Just then, I heard the babble of a couple of kids walking to school and listened in.
“Dude, don’t be a scaredy cat! What’s the worst thing that could happen? Scared of ghosts? Or just peeing your pants in front of Angela?”
“Yea man, it’s just a rickety house. Those are just dumb stories! We have to go later, it’ll be sick.”
My ears perked up. I walked over to them.
“Listen here, boys, I’ve been around for a long time –” I started.
“– What? Like a gajillion years?” One boy interrupted.

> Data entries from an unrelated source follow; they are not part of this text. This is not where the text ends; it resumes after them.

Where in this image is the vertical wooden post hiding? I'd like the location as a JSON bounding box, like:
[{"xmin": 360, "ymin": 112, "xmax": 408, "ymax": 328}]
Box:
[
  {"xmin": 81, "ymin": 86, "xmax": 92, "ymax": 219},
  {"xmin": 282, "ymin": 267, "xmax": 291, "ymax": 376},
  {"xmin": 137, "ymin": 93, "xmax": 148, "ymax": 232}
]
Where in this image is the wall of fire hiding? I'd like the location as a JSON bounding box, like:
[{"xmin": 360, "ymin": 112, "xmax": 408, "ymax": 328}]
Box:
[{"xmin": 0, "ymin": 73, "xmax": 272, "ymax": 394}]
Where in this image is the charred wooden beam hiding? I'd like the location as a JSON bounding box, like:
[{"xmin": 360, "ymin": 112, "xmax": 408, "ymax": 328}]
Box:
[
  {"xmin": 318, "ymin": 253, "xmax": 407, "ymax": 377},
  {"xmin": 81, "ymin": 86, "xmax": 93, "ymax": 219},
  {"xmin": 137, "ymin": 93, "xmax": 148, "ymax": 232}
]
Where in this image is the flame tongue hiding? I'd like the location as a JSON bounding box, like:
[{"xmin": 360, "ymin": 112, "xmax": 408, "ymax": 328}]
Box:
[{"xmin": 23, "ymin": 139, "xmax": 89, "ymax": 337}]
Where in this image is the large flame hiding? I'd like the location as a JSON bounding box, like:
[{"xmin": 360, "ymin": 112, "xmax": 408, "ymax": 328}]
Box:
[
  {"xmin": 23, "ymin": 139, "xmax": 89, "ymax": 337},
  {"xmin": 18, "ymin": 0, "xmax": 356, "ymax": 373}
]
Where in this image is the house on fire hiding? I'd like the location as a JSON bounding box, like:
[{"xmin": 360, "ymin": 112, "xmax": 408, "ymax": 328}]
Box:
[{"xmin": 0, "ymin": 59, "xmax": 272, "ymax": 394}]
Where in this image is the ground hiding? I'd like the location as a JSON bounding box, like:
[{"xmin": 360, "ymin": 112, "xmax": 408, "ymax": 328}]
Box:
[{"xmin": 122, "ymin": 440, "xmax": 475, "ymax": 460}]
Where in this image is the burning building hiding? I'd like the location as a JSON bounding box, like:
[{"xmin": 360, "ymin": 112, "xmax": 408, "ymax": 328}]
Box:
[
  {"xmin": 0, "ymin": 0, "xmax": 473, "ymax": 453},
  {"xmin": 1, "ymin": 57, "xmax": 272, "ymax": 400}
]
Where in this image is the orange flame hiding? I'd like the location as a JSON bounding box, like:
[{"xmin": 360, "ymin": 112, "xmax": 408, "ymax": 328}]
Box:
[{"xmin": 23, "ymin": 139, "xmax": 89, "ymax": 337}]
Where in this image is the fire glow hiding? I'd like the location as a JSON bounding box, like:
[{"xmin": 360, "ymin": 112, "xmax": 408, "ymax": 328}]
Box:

“Heh, sometimes it feels that way,” I chuckled. Then I shifted tone, my face growing downcast and dour, before continuing. “But you’ll be wise to hear my warning here, for it may be your last: stay away from Waverly Manor if you know what’s good for you!” I took a deep breath before thundering, “THOSE WHO ENTER WAVERLY MANOR ONLY FIND THEIR OWN DOOM!!!”
The children yelped, hurriedly scooped up their bikes, and scampered away screaming.
“Dude what the fuck!”
“What a freak!”
“Haha you almost pissed your pants!”
“Did not!”
Their bicycles clicked away as they turned a corner, laughing and jeering at one another.
I smiled and chuckled to myself. Soon enough, it was well into the morning, and I felt the midday heat approaching. I gathered myself and walked over to the general store to see if the AC was still working and maybe look at the job board. I was of working age, after all.